If you've used ChatGPT for a week and the answers still feel generic, the issue is almost never the model. It's the prompt. The way you phrase a request to AI directly shapes the quality of what comes back, and the gap between an OK answer and a useful one is usually a sentence or two of extra context.

This is the third in our AI for Mere Mortals series. Part 1 explained what AI actually is; Part 2 walked through setting up ChatGPT and writing your first prompts. This piece is the bridge between using AI and getting useful work out of it. By the end, you'll have a repeatable structure for prompts, a feel for when to keep refining versus start fresh, and a short list of the mistakes that produce the genericness you've been bumping into.

Why do AI answers feel generic?

Large language models (LLMs, the technology behind ChatGPT and similar tools) are trained on huge amounts of text. When you ask a vague question, the model averages across that training data and gives you the most statistically likely answer. The most likely answer to "how do I write a CV" is the boring, generic CV advice you've seen on a thousand career sites. There's nothing wrong with the model. The model just doesn't know anything about you.
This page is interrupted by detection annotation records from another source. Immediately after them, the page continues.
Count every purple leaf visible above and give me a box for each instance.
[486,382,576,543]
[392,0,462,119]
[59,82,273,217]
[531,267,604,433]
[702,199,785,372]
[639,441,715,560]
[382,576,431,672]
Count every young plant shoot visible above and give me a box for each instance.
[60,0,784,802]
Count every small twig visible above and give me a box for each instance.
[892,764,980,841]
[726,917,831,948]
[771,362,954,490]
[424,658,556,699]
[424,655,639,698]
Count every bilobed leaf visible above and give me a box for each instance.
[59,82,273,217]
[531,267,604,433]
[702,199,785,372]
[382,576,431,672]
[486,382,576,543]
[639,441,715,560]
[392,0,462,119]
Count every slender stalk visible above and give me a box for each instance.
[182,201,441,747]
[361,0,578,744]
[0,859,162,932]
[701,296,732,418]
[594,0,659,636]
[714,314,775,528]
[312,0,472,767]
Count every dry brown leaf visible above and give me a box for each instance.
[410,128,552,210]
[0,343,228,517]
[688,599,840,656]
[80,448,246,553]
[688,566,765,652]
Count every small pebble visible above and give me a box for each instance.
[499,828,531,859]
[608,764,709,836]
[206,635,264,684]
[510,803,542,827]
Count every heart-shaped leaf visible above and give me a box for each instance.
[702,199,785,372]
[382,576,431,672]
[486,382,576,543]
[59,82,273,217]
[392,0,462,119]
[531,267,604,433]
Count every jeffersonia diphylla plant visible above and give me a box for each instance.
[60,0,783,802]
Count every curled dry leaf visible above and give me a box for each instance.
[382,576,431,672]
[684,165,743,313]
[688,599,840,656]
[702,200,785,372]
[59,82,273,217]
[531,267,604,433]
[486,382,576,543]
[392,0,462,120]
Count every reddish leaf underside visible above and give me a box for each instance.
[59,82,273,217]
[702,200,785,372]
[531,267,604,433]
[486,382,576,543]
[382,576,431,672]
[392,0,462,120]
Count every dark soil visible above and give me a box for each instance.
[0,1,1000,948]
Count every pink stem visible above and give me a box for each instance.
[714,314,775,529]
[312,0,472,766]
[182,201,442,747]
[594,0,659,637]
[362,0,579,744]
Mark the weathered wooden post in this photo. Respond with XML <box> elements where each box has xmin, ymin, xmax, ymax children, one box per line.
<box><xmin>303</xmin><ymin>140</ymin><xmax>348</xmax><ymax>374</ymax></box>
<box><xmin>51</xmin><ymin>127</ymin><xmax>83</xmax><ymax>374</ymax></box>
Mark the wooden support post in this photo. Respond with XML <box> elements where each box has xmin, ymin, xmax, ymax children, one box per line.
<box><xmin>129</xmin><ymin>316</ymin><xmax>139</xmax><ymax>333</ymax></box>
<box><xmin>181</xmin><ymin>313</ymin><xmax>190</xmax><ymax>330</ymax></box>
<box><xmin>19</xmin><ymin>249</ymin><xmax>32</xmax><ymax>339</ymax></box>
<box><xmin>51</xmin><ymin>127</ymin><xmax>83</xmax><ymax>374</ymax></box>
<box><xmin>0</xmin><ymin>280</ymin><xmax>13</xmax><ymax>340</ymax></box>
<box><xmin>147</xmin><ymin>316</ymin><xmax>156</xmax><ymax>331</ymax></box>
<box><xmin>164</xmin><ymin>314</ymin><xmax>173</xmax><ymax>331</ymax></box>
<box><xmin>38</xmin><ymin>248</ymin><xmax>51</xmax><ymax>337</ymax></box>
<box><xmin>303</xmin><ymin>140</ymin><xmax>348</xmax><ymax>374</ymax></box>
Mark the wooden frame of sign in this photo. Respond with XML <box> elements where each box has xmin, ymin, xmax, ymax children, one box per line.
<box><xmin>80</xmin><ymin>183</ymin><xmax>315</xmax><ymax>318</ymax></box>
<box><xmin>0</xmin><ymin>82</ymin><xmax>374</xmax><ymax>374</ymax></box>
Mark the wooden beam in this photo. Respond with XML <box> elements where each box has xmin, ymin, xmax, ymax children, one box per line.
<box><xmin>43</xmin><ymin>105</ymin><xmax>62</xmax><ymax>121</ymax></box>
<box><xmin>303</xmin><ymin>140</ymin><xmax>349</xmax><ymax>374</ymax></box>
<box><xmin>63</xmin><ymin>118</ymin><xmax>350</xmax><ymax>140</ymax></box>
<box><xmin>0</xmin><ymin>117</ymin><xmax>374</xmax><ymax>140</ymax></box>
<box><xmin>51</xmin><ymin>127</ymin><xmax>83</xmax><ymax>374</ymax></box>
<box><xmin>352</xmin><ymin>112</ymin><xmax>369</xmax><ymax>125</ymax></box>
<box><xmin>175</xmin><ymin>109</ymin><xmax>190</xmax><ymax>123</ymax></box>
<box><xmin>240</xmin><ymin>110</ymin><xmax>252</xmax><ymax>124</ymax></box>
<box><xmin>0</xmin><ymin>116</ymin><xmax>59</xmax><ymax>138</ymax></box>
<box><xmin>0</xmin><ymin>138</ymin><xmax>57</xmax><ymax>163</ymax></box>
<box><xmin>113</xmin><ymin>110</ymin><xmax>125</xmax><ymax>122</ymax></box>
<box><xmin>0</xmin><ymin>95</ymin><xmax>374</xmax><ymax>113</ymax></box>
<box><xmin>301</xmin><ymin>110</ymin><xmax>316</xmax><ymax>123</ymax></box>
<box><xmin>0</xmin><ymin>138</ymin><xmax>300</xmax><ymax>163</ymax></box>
The fix is to push the model away from the average. You do that by giving it information it can't have guessed: your specific situation, the audience you're writing for, the constraints you're working within. The more specific the prompt, the more specific the answer.

What are the four ingredients of a good prompt?

Every prompt that produces useful output has four things, even if it doesn't look structured. Think of these as ingredients rather than a template: include all four when the result matters, drop the ones that don't apply when you're asking something simple.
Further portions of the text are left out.